The highest B&B in Europe: The Margherita Hut.

It would be fair to say that all mountain huts are to be found in spectacular positions. Spending a night in the high mountains watching the sun set and then awaking to the alpine glow of dawn is one of mountaineering's great pleasures.

In my view the most spectacular mountain hut is the "Margherita." It is situated on the top of the Signalkuppe Mountain on the Italian Swiss border at the incredible height of 4556 meters. (14,947 feet.) This makes it the highest inhabitable structure in Western Europe.

The original hut was built in 1893 and named after the Italian Queen Margherita. She was actually carried up to the hut in a sedan chair for the inauguration. In 1990 the hut was replaced by a gigantic two storied wooden box like structure. It does not have any foundations but is lashed in place by steel cables that pass over the hut roof.

I arrived at the hut with my friend Peter Little whom I have enjoyed plenty of fine mountain days with over the last few years. Peter and I had set off from Zermatt and had traversed a considerable number of Four-Thousander's* en route to the Margherita Hut. We had taken three days to do this and were now well acclimatised having already spent three nights in mountain huts. All these huts were above 3500 meters and situated in awe inspiring situations.

The climb to the hut is not difficult in alpine mountaineering terms. The guidebook describes it as "a glacier plod to great height." But there are dangers if the weather becomes bad and there are delicate crevasses to negotiate.

Peter and I "plodded" up the track in the snow passing a group who were clearly suffering with the altitude. We rounded onto the thin narrow ridge, which leads to the hut entrance. In front of us was this amazing structure where we were going to spend the night. The wind was strong and cold so we did not hang around but burst through the door into the porch.
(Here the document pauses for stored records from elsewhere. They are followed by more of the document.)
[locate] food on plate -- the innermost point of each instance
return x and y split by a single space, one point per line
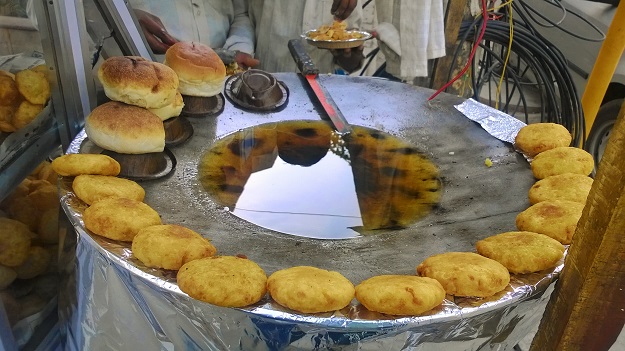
310 289
226 281
71 165
15 238
565 186
26 112
172 110
137 81
522 252
562 160
7 276
125 129
538 137
9 95
336 31
466 273
33 86
170 246
35 264
554 218
119 218
400 295
91 188
199 68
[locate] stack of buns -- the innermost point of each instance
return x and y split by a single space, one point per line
199 68
144 94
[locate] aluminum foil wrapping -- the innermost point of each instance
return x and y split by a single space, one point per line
113 302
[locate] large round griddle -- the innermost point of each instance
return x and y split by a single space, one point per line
477 201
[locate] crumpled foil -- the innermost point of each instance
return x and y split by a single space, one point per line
112 302
498 124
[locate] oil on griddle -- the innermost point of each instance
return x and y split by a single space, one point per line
302 178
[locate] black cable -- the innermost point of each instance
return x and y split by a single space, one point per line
557 95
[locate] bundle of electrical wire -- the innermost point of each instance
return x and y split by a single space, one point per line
520 59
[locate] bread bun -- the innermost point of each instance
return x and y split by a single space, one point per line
171 110
125 129
137 81
200 70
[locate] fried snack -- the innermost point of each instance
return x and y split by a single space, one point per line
522 252
26 112
556 219
465 273
566 186
119 218
9 95
33 86
400 295
6 118
335 31
562 160
538 137
226 281
23 209
310 290
71 165
7 276
36 263
170 246
92 188
14 242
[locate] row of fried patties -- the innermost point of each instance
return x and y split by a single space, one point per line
146 93
117 212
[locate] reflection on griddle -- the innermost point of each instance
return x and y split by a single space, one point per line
302 178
We were still wearing our crampons, harnesses and the rope.

Once we had de-robed we made a clumsy entrance by tripping over the emergency oxygen supply which was cluttering up the hallway (or so Peter said). The Hut is so high that the oxygen is frequently needed to stop un-acclimatised mountaineers developing altitude sickness. In fact Zurich University frequently uses the Margherita Hut as a base for the study of Acute Mountain Sickness (AMS). Rather bizarrely they recruit volunteers who are flown up to the hut by helicopter. Not suprisigly this rapid gain of altitude induces AMS very quickly. The Zurich team then attempts to figures out how to combat AMS by pumping the guinea pigs full of various drugs such as Diamox.

However the Swiss research team were not in residence when we arrived. Instead it was full of Italian electricians who had been given the rather erroneous task of re-wiring the Hut. They looked as if they were suffering from AMS but we learned that they had been drowning their sorrows after watching the French knock them out of the World Cup on penalty shootouts. It's amazing where you can find satellite TV these days.
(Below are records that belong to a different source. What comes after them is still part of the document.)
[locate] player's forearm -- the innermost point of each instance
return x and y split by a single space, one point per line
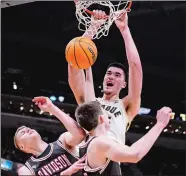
89 88
144 144
66 173
69 123
76 79
131 50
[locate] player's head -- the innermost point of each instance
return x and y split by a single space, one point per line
90 115
25 138
114 79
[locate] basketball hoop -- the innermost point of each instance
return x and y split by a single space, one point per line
83 14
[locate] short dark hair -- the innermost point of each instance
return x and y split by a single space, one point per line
15 140
118 65
87 115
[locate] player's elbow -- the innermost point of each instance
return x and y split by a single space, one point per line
133 157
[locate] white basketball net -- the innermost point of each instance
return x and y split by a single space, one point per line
98 28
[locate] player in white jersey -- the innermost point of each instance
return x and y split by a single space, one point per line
121 111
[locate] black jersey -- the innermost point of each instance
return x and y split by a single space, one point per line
109 168
55 159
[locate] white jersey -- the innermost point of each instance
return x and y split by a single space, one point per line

Despite the electrical work being carried out the Guardian prepared us some lunch of pasta and red wine. After lunch we had the afternoon to take in our surroundings. The Hut is beautiful inside with lots of wood panelling and old pictures of the construction of the original 1893 Hut.

The Hut itself is rather like the fuselage of a luxury Zeppelin. Very long but only about three meters wide. The view out of the windows is enough to make you hope that the steel cables I mentioned earlier are well secured. Such is the Margherita's position that it is not hard to imagine the whole edifice tobogganing off down to Italy.

Peter and I spent a lazy afternoon taking photographs and waiting for dinner (which was very good pasta followed by veal followed by apple cake.) But the day's climax was not over. The Margherita's unique position means that it enjoys spectacular sunsets. We knew we were in for a particularly memorable sunset when the Guardian appeared on the balcony with his camera too! It was great to think that he does not tire of being in such a wonderful place.

After sunset we had a couple of Grappa's before retiring to bed. Sleeping at altitude is often difficult. Even with our good level of acclimatisation I still had a pretty restless night's sleep and was not sad to be woken up for breakfast. Peter on the other hand managed to make his way through the night as if he was snoring for Britain.

While sipping my hot chocolate, I looked out of the window to the south- east and could make out the Italian lakes. They were bathed in light. I then walked to the other side of the hut and looked over to Mont-Blanc where it was still dark. You could almost see the curve of the earth. Storms were brewing in the west and I knew that we were going to have to get a move on.

We left the Margherita hut at about 5.30am. Our original plan was to traverse Monte Rosa but the weather looked too dodgy so we contented ourselves with a quick dash up the Zumsteinspitze, before being engulfed in mist then snow. An hour of judicious work with the altimeter and the compass got us down below the cloud base from where we marched down the spectacular Grenz glacier before picking up the Gornergrat Mountain railway which took us down to the thick air of Zermatt.

*People collect Four-Thousanders rather like Munro-Baggers bag Munros.

Bibliography: see The Alpine 4000m Peaks, By Richard Goedeke.